A campainha tocou na casa do repórter fotográfico da Tribuna, Roberto Fulgêncio. Da sua janela, ele avistou na calçada uma menina que aparentava ter uns 8 anos. De short vermelho e chinelo de dedo, apesar das baixas temperaturas do inverno, a criança fez um pedido diferente daqueles que o fotógrafo estava acostumado a ouvir. Não quis biscoitos, nem comida, apenas que ele comprasse por R$0,50 um número em seu caderno. Curioso diante da garota magricela e do misterioso destino que sua moeda teria, ele perguntou o significado de tudo aquilo.
_ É para que eu seja a princesa da escola, respondeu, com um sorriso, a pequena aluna da rede pública.
Aquela resposta desmontou Roberto. Pai de três machos cabeludos, o sonho da menina o comoveu. Ele, então, “comprou” quatro números entre os 20 que estavam disponíveis, e disse que torceria para que ela fosse a escolhida. Ao compartilhar a história com um conhecido, o fotógrafo ouviu que a menina não deveria estar preocupada com um concurso de beleza, “até porque não teria a mínima chance” e, sim, em ajudar a família pobre desde cedo, fazendo bicos.
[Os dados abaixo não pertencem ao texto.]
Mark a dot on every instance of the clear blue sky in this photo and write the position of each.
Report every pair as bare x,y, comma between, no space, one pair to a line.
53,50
No mês em que o Estatuto da Criança e do Adolescente (ECA) completa 25 anos é assustador perceber o quanto ainda existe de incompreensão sobre o que a lei propõe para a infância e a adolescência brasileira. Presa à mentalidade segregadora do antigo Código de Menores, que considerava toda criança em situação de vulnerabilidade um problema social, a ideia de hierarquização da vida ainda predomina. Ao filho da pobreza deseja-se o trabalho precoce que compromete o desenvolvimento físico e emocional, perpetuando o ciclo de exclusão. Ao filho bem nascido garante-se vagas de estudo e uma existência de oportunidades. Para uns se oferece cidadania, para outros o fiel cumprimento de um destino de privações.
O ECA propõe que a roda gire ao reconhecer o direito de meninos e meninas de construírem novas histórias por meio da garantia de proteção integral e da prioridade absoluta na execução das políticas públicas. Propõe cuidado e não condescendência, ressocialização e não impunidade, além do combate sistemático contra os maus-tratos, a violência doméstica e a exploração sexual que afeta a população infantojuvenil. Propõe acesso à escola e ao lazer, dignidade na assistência a saúde. Imputar à lei o fracasso no seu cumprimento é como enxergar com olhos de catarata. Com a visão obstruída pelo preconceito, nós, adultos, temos dificuldade em perceber que a criança é o que oferecemos para ela.
“Todas as meninas deveriam ser princesas”, me disse Roberto. Deveriam sim.